Pregnancy- NINLARO can cause fetal harm. Advise male and female patients of reproductive potential to use contraceptive measures during treatment and for an additional 90 days after the final dose of NINLARO. Women of childbearing potential should avoid becoming pregnant while taking NINLARO due to potential hazard to the fetus. Women using hormonal contraceptives should use an additional barrier method of contraception.
Lactation- It is not known whether NINLARO or its metabolites are excreted in human milk. There could be potential adverse events in nursing infants and therefore breastfeeding should be discontinued.
SPECIAL PATIENT POPULATIONS
Hepatic Impairment: Reduce the NINLARO starting dose to 3 mg in patients with moderate or severe hepatic impairment.
Renal Impairment: Reduce the NINLARO starting dose to 3 mg in patients with severe renal impairment or end-stage renal disease (ESRD) requiring dialysis.

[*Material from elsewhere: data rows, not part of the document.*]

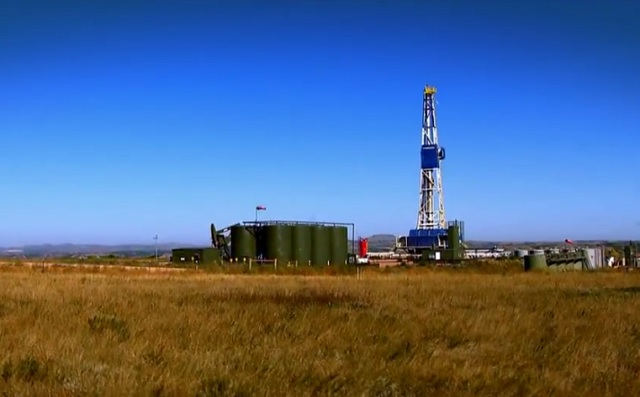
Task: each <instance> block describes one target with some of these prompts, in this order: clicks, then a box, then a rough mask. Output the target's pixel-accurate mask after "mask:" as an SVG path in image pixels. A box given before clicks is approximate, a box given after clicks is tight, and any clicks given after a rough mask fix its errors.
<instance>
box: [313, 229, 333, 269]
mask: <svg viewBox="0 0 640 397" xmlns="http://www.w3.org/2000/svg"><path fill="white" fill-rule="evenodd" d="M330 231H331V229H330V228H328V227H326V226H320V225H314V226H312V227H311V264H312V265H327V263H328V262H329V261H330V260H331V239H330Z"/></svg>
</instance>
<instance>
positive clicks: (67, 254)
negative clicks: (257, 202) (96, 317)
mask: <svg viewBox="0 0 640 397" xmlns="http://www.w3.org/2000/svg"><path fill="white" fill-rule="evenodd" d="M368 239H369V251H370V252H386V251H389V250H392V249H393V247H394V246H395V242H396V238H395V236H394V235H393V234H374V235H372V236H369V237H368ZM574 243H575V244H576V245H579V246H592V247H593V246H601V245H607V246H614V247H615V246H619V247H622V246H624V245H626V244H628V241H606V240H590V241H574ZM352 245H353V247H354V248H355V252H358V242H357V241H355V242H350V243H349V248H350V250H351V247H352ZM563 245H564V242H562V241H521V242H518V241H474V240H471V241H465V246H466V247H467V248H470V249H474V248H475V249H486V248H491V247H494V246H498V247H500V248H504V249H532V248H539V247H562V246H563ZM202 246H208V244H190V243H186V244H185V243H162V244H158V253H159V254H161V255H162V254H168V253H170V252H171V250H172V249H174V248H178V247H202ZM153 254H155V245H154V244H121V245H100V244H40V245H26V246H22V247H5V248H2V247H0V257H15V256H26V257H43V256H69V255H118V256H148V255H153Z"/></svg>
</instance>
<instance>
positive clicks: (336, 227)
mask: <svg viewBox="0 0 640 397" xmlns="http://www.w3.org/2000/svg"><path fill="white" fill-rule="evenodd" d="M329 231H330V233H331V264H332V265H346V264H347V259H348V258H349V231H348V230H347V228H346V226H333V227H330V228H329Z"/></svg>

NINLARO is not dialyzable and, therefore, can be administered without regard to the timing of dialysis.
DRUG INTERACTIONS
Co-administration of strong CYP3A inducers with NINLARO is not recommended.
ADVERSE REACTIONS
The most frequently reported adverse reactions (≥ 20%) in the NINLARO regimen, and greater than in the placebo regimen, were diarrhea (42% vs. 36%), constipation (34% vs. 25%), thrombocytopenia (28% vs. 14%), peripheral neuropathy (28% vs. 21%), nausea (26% vs. 21%), peripheral edema (25% vs. 18%), vomiting (22% vs. 11%), and back pain (21% vs. 16%). Serious adverse reactions reported in ≥ 2% of patients included thrombocytopenia (2%) and diarrhea (2%). For each adverse reaction, one or more of the three drugs was discontinued in ≤ 1% of patients in the NINLARO regimen.